Сам Творя мечи ковать не умел, надломанные, зазубренные править еще мог, а сделать заново – это особая работа, хитрая, не всякий кузнец за нее возьмется. Труд долгий, тщательный, не только умелые руки, еще и особое железо для него требуется, крепости и гибкости необычайной, знал Весеня. Поэтому мечи покупались на торжищах за дорогую цену и передавались от отца к сыну. Мало было мечей у родичей, все больше топоры да дубовые палицы, окованные железными полосами. А теперь у него свой есть. Ну чем он не воин?
Князь Кутря забрал у коваля драгоценный меч, вложил в ножны, протянул Весене.
– На, паря, владей. Твой по праву, раз честью, в бою добыл, – сказал он. – Смотри только, приноровись сперва, меч – штука хитрая, его нужно чувствовать до самого кончика. А иначе будешь махать, как палкой, да все зря, – добавил Кутря, уважительно, как равный равному, передавая Весене оружие.
За такого князя можно и в огонь и в воду кинуться, немедленно решил Весеня…
7
Я, Рагнар Большая Секира, устал ждать, пока глупые образумятся, а безглазые наконец прозреют.
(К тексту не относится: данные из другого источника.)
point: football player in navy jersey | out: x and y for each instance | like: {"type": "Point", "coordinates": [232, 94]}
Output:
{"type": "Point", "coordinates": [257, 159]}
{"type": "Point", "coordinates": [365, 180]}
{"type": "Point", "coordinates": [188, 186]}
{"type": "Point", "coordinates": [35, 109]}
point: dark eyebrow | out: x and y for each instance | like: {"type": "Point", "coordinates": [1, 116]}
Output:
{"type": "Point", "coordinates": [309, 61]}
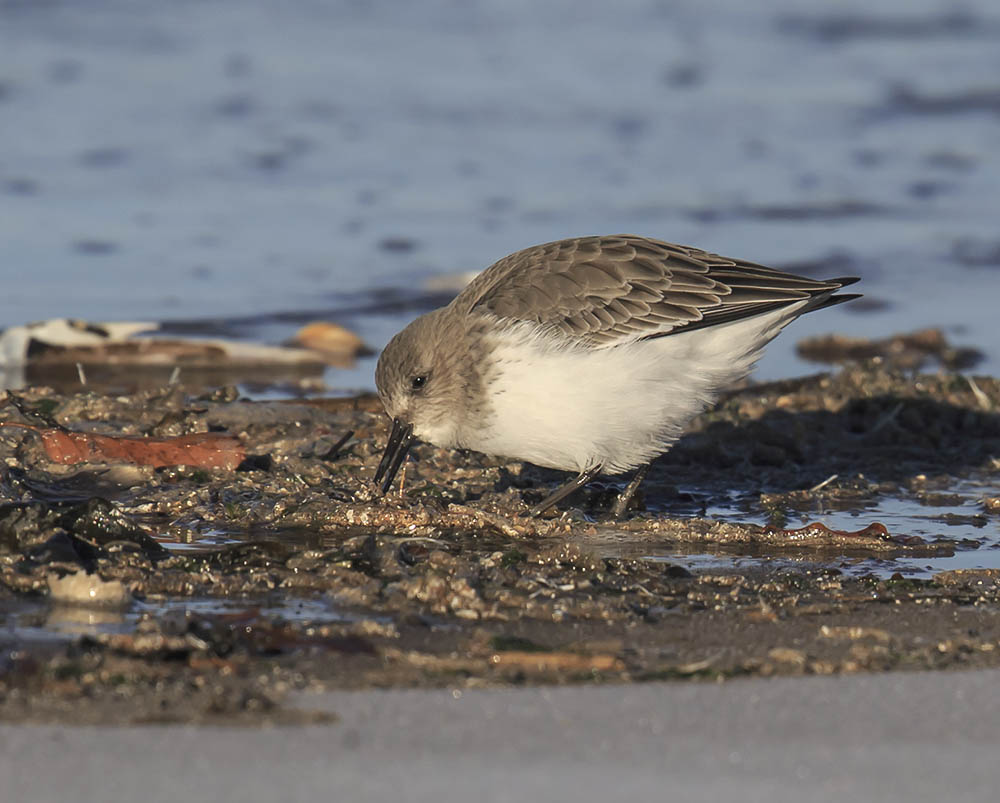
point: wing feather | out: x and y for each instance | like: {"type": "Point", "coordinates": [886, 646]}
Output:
{"type": "Point", "coordinates": [609, 290]}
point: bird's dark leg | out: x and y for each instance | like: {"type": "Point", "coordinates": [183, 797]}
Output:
{"type": "Point", "coordinates": [562, 492]}
{"type": "Point", "coordinates": [621, 503]}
Пусть на моих ладонях вырастут волосы, пусть расцветут цветы на граните, пусть злобный Виндлони, Отец зимы, обнимется с добряком Свасудом, Отцом лета, если я не проявил больше терпения, чем может проявить победитель диких!
А потом терпение кончилось! Когда поличи после моих мирных слов зарезали Олава Птицу, когда я узнал, что все племя ушло вверх по реке, даже не думая нас кормить и поить долгой зимой, я понял, что тупых быков приводят в стойло, только продев им в ноздри кольцо. И я решил, что сделаю это!
Отобрав воинов числом больше сотни, я приказал им оседлать двух наших самых больших деревянных коней, мою «Птицу моря», оставшуюся от отца Рорика, и «Журавля», принадлежавшего Альву Железнобокому, ярлу Мальхауз-фиорда. Оставив в Рагнаргарде вместо себя ярла Харальда Резвого, я приказал отобранным воинам грести без отдыха и еды, пока не догоним племя. От реки они все равно далеко не уйдут, знал я. Со скотом и скарбом через камни и бурелом чащобы не полезешь, только вдоль пологого берега можно пройти. Куда им деться, догоним…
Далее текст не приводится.